[Date Prev][Date Next][Thread Prev][Thread Next][Date Index][Thread Index]
Re: [Qemu-devel] [PATCH 2/8] migration: stop allocating and freeing memo
From: |
Peter Xu |
Subject: |
Re: [Qemu-devel] [PATCH 2/8] migration: stop allocating and freeing memory frequently |
Date: |
Tue, 27 Mar 2018 15:07:03 +0800 |
User-agent: |
Mutt/1.9.1 (2017-09-22) |
On Thu, Mar 22, 2018 at 07:57:54PM +0800, Xiao Guangrong wrote:
>
>
> On 03/21/2018 05:06 PM, Peter Xu wrote:
> > On Tue, Mar 13, 2018 at 03:57:33PM +0800, address@hidden wrote:
> > > From: Xiao Guangrong <address@hidden>
> > >
> > > Current code uses compress2()/uncompress() to compress/decompress
> > > memory, these two function manager memory allocation and release
> > > internally, that causes huge memory is allocated and freed very
> > > frequently
> > >
> > > More worse, frequently returning memory to kernel will flush TLBs
> > > and trigger invalidation callbacks on mmu-notification which
> > > interacts with KVM MMU, that dramatically reduce the performance
> > > of VM
> > >
> > > So, we maintain the memory by ourselves and reuse it for each
> > > compression and decompression
> > >
> > > Signed-off-by: Xiao Guangrong <address@hidden>
> > > ---
> > > migration/qemu-file.c | 34 ++++++++++--
> > > migration/qemu-file.h | 6 ++-
> > > migration/ram.c | 142
> > > +++++++++++++++++++++++++++++++++++++-------------
> > > 3 files changed, 140 insertions(+), 42 deletions(-)
> > >
> > > diff --git a/migration/qemu-file.c b/migration/qemu-file.c
> > > index 2ab2bf362d..1ff33a1ffb 100644
> > > --- a/migration/qemu-file.c
> > > +++ b/migration/qemu-file.c
> > > @@ -658,6 +658,30 @@ uint64_t qemu_get_be64(QEMUFile *f)
> > > return v;
> > > }
> > > +/* return the size after compression, or negative value on error */
> > > +static int qemu_compress_data(z_stream *stream, uint8_t *dest, size_t
> > > dest_len,
> > > + const uint8_t *source, size_t source_len)
> > > +{
> > > + int err;
> > > +
> > > + err = deflateReset(stream);
> >
> > I'm not familiar with zlib, but I saw this in manual:
> >
> > https://www.zlib.net/manual.html
> >
> > This function is equivalent to deflateEnd followed by deflateInit,
> > but does not free and reallocate the internal compression state. The
> > stream will leave the compression level and any other attributes that
> > may have been set unchanged.
> >
> > I thought it was deflateInit() who is slow? Can we avoid the reset as
>
> deflateEnd() is worse as it frees memory to kernel which triggers
> TLB flush and mmu-notifier.
>
> > long as we make sure to deflateInit() before doing anything else?
>
> Actually, deflateReset() is cheap... :)
>
> >
> > Meanwhile, is there any performance number for this single patch?
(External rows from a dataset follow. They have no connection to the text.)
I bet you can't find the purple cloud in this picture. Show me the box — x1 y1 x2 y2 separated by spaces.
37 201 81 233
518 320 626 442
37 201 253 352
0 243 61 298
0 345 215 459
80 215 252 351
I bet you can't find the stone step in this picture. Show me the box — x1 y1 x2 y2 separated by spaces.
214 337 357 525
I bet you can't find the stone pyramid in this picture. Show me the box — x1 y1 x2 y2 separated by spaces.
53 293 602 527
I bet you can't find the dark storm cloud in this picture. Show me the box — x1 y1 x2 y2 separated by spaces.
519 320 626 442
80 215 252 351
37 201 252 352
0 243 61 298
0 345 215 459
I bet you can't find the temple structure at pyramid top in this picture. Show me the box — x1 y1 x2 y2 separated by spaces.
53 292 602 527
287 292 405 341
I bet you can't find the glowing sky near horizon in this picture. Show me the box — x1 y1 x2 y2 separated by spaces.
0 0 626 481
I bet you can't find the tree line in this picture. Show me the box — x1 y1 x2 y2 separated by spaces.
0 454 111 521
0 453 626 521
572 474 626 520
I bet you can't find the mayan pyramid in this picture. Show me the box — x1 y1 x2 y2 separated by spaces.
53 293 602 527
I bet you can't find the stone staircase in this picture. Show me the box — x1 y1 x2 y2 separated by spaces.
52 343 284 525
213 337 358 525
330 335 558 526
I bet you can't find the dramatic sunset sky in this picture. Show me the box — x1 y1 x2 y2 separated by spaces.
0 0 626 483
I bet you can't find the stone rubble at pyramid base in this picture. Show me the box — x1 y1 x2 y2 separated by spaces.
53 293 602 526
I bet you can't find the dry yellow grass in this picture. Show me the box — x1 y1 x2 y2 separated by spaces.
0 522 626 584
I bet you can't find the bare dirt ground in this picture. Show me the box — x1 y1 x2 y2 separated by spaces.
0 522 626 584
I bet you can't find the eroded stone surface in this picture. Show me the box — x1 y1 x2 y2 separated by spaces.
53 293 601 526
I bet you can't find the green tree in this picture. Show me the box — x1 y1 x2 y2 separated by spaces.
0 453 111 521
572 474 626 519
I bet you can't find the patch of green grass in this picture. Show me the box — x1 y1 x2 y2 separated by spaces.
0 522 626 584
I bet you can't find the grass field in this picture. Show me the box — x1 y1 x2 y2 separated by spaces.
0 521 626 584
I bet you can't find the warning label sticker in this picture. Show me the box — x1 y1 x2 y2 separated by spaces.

> > Since I thought the old code is calling compress2() which contains
> > deflateInit() and deflateEnd() too, just like what current patch do?
>
> No, after the patch, we just call deflateInit() / deflateEnd() one
> time (in _setup() handler and _cleanup handler).
>
> Yes. This is the perf data from our production,
> after revert this patch:
> + 57.88% kqemu [kernel.kallsyms] [k] queued_spin_lock_slowpath
> + 10.55% kqemu [kernel.kallsyms] [k] __lock_acquire
> + 4.83% kqemu [kernel.kallsyms] [k] flush_tlb_func_common
>
> - 1.16% kqemu [kernel.kallsyms] [k] lock_acquire
> ▒
> - lock_acquire
> ▒
> - 15.68% _raw_spin_lock
> ▒
> + 29.42% __schedule
> ▒
> + 29.14% perf_event_context_sched_out
> ▒
> + 23.60% tdp_page_fault
> ▒
> + 10.54% do_anonymous_page
> ▒
> + 2.07% kvm_mmu_notifier_invalidate_range_start
> ▒
> + 1.83% zap_pte_range
> ▒
> + 1.44% kvm_mmu_notifier_invalidate_range_end
>
>
> apply our work:
> + 51.92% kqemu [kernel.kallsyms] [k] queued_spin_lock_slowpath
> + 14.82% kqemu [kernel.kallsyms] [k] __lock_acquire
> + 1.47% kqemu [kernel.kallsyms] [k] mark_lock.clone.0
> + 1.46% kqemu [kernel.kallsyms] [k] native_sched_clock
> + 1.31% kqemu [kernel.kallsyms] [k] lock_acquire
> + 1.24% kqemu libc-2.12.so [.] __memset_sse2
>
> - 14.82% kqemu [kernel.kallsyms] [k] __lock_acquire
> ▒
> - __lock_acquire
> ▒
> - 99.75% lock_acquire
> ▒
> - 18.38% _raw_spin_lock
> ▒
> + 39.62% tdp_page_fault
> ▒
> + 31.32% __schedule
> ▒
> + 27.53% perf_event_context_sched_out
> ▒
> + 0.58% hrtimer_interrupt
>
>
> You can see the TLB flush and mmu-lock contention have gone after this patch.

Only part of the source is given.